In Europe, water births seem to be quite popular, particularly in the UK. The Royal College of Obstetricians and Gynecologists and the Royal College of Midwives support laboring in water for appropriate candidates. They emphasize that evidence to support underwater birth is not rich, but reported complications of water births are quite rare. Therefore, if providers adhere to best practices in infection control, management of umbilical cord rupture, and inclusion criteria are followed, complications of water births can be minimized.
It seems that as it used to be always the case, doctors tend to be very cautious and conservative whenever they are faced with a new approach to birth, and the lives of the woman and her baby are at stake. On the one hand, there are some case reports of adverse outcomes in newborn babies, but on the other hand, thousands of women have been reported to deliver babies underwater safely.
What are the criteria to be eligible for water birth?
- Single pregnancy with vertex presentation (Head down).
- Full Term – Gestational age above 37 weeks
- Low-risk pregnancy
- Reassuring maternal and fetus status during labor
- Client agrees to exit tub if advised to do so
Frequently cited contraindications to water birth:
- Meconium stained amniotic fluid (baby passed stool in utero before birth)
- Mother having infections such as HIV, Herpes, Hepatitis B
- Mother having insulin-dependent diabetes
- Suspected large baby (macrosomia)
- Mother’s body mass index more than 40
- History of shoulder dystocia in a previous pregnancy (=difficulty in delivering rest of the baby’s body after the head already came out)
- Baby needs scalp electrode monitoring
- Mather diagnosed with chorioamnionitis
- Mother needs epidural narcotics for pain control
- Excessive bleeding in mother
- Evidence of fetal compromise by any technique
- Mother suffering from preeclampsia (significant hypertension with additional features)

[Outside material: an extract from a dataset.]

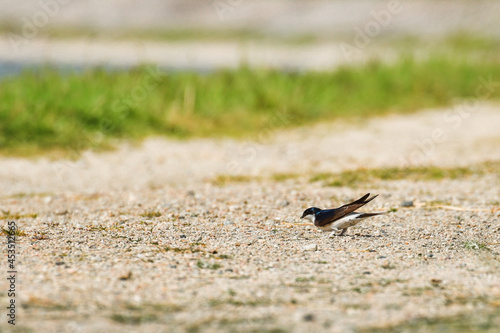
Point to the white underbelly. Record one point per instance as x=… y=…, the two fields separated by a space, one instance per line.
x=345 y=222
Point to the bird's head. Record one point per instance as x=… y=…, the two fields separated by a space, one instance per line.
x=310 y=213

What happens during a water birth?
Waterbirth means that you are staying in a tub or a pool immersed in water not only during the first stage of labor, but the expulsion of the baby takes place in the water as well. Baby is delivered into the water without having the ability to inhale air first. Since the baby’s lungs are already filled with fluid before birth, natural reflexes of the baby after birth do not allow him or her start breathing until we elevate the baby above the water surface. Many parents and providers believe that this process is gentler and less stressful for the baby.

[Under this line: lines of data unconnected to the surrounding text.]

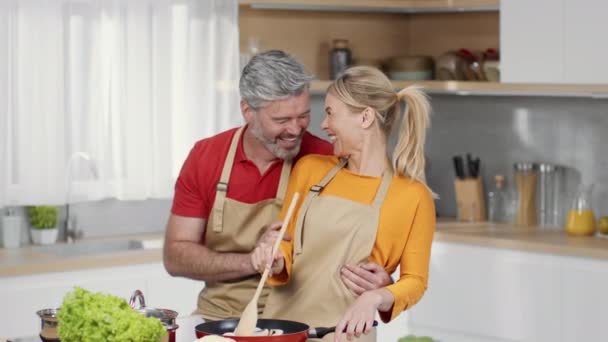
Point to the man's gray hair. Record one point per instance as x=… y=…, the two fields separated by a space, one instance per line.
x=270 y=76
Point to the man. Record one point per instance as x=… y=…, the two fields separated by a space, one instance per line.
x=232 y=185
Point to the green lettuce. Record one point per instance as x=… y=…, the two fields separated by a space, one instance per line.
x=90 y=317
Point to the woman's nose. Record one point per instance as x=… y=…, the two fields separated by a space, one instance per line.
x=324 y=123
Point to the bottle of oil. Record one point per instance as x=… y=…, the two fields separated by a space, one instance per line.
x=340 y=58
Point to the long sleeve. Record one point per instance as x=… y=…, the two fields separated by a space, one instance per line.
x=415 y=259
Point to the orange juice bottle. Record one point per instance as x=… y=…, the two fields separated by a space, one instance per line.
x=581 y=220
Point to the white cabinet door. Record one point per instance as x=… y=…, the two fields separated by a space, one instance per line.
x=585 y=48
x=179 y=294
x=531 y=41
x=487 y=294
x=585 y=300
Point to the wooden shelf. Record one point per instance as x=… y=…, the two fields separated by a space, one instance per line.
x=402 y=6
x=599 y=91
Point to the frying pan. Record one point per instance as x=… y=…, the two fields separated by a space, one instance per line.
x=292 y=331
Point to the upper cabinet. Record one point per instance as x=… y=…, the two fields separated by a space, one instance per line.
x=553 y=41
x=375 y=30
x=547 y=47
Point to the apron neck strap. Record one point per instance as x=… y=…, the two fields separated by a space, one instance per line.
x=282 y=189
x=387 y=176
x=221 y=189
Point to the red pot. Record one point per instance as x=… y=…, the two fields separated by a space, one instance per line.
x=292 y=331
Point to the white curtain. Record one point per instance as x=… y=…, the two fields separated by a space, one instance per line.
x=130 y=83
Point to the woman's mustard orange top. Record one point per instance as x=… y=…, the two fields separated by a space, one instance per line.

In the rare case that a woman raises herself out of the water and exposes the presenting part of the baby’s head before the whole body is delivered, it is usually recommended that she remains out of the water to prevent the baby from taking a breath and aspirating water into its lungs.
Where or how can I get a water birth?
In order to have a water birth, you need to act early during your pregnancy. Not all hospitals and birth centers provide water labor and water birth. First of all, you need to ask your obstetrician if you are the right candidate for water labor and water birth (see criteria above). Then, you should find out if hospitals near you provide such a service. Finally, in most cases, you will have to involve midwife’s assistance, who will supervise your water labor and birth. If you have difficulty in finding a center that provides water birth, google for midwives in your area or locate a birth center at this URL: https://www.birthcenters.org/
If you would like to learn about the wellbeing of your future baby and want to know how he will be cared for after his birth in the hospital, read my article on this topic here.
This article is only for general information purposes. It should not be viewed as any medical advice. There is a chance that information here may be inaccurate. It would be best if you always discussed all health-related matters with your doctor before making any decisions that may affect your health or health of your family members.